Car non seulement les mots, se détachant de leur origine, ont tendance à changer de genre, comme « pour n’y reconnaître rien d’étranger », « pour les affranchir et naturaliser », comme le remarque Pierre de la Ramée dans sa Grammaire (1572), mais ils peuvent varier selon l’énonciateur, poète ou orateur, provincial ou parisien, et selon les circonstances.
Par ailleurs, Louis-Augustin Allemand, avocat grenoblois, auteur sans succès de Nouvelles observations ou Guerre civile des français sur la langue (1688), à qui Gilles Magniont a d’ailleurs emprunté son titre, féru d’étymologie, raconte comment il sollicite l’avis de sa femme quant à l’usage, aveu que l’on a peine à imaginer dans un précis de grammaire actuel. Avec la multiplication des salons et la diffusion de la culture mondaine, la langue de la conversation devient, pour cette société, « l’idéal de la langue », situant le bon usage loin des cloaques provinciaux et populaires, mais aussi des bibliothèques et des savants, considérés comme infréquentables pédants. La hiérarchie n’est pas celle que l’on attendait puisque la différence des rangs compte plus que celle des sexes.
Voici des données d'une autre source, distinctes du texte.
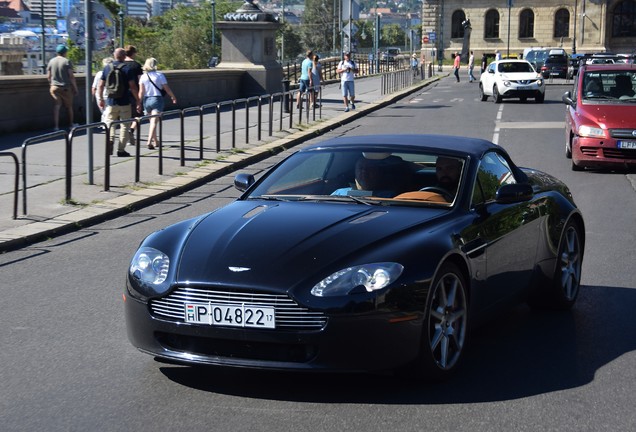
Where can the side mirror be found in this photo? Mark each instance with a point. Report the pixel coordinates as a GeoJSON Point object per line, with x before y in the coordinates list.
{"type": "Point", "coordinates": [513, 193]}
{"type": "Point", "coordinates": [243, 181]}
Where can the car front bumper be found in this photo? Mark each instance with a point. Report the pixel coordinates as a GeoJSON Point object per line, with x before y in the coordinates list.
{"type": "Point", "coordinates": [601, 153]}
{"type": "Point", "coordinates": [367, 341]}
La « masculinisation » de la langue française ne semble pas s’arrêter à la mise à l’index d’activités prestigieuses (poétesse, philosophes, autrice, peintresse,…) mais à bien d’autres catégories (borgnesse par exemple) et surtout, le critère retenu par Andry de Boisregard dans ses Réflexions, ou remarques critiques sur l’usage présent de la langue française (1689), considéré comme un « ultra » de l’Académie dans les études de genre actuelles, est le « conseil d’oreille ». Difficile d’y trouver un « système idéologique ».
« On ne trouve décidément pas trace de cet effacement du genre féminin supposé frapper les femmes d’invisibilité. » Et dans son Dictionnaire, Furetière soupçonne plutôt l’inverse : « Le génie de notre langue est de féminiser autant que l’on peut. » « Parler d’une réforme sexiste n’a donc aucun sens. De quel cadre institutionnel serait-elle sortie ? Les remarqueurs parlaient en leur nom, les académiciens en étaient encore à délibérer, les points de langue qu’on discutait ne visaient qu’à régler la conversation de quelques milliers de courtisans dont la « grammaire » n’avait rien de commun avec ce qu’on entend désormais sous ce terme. »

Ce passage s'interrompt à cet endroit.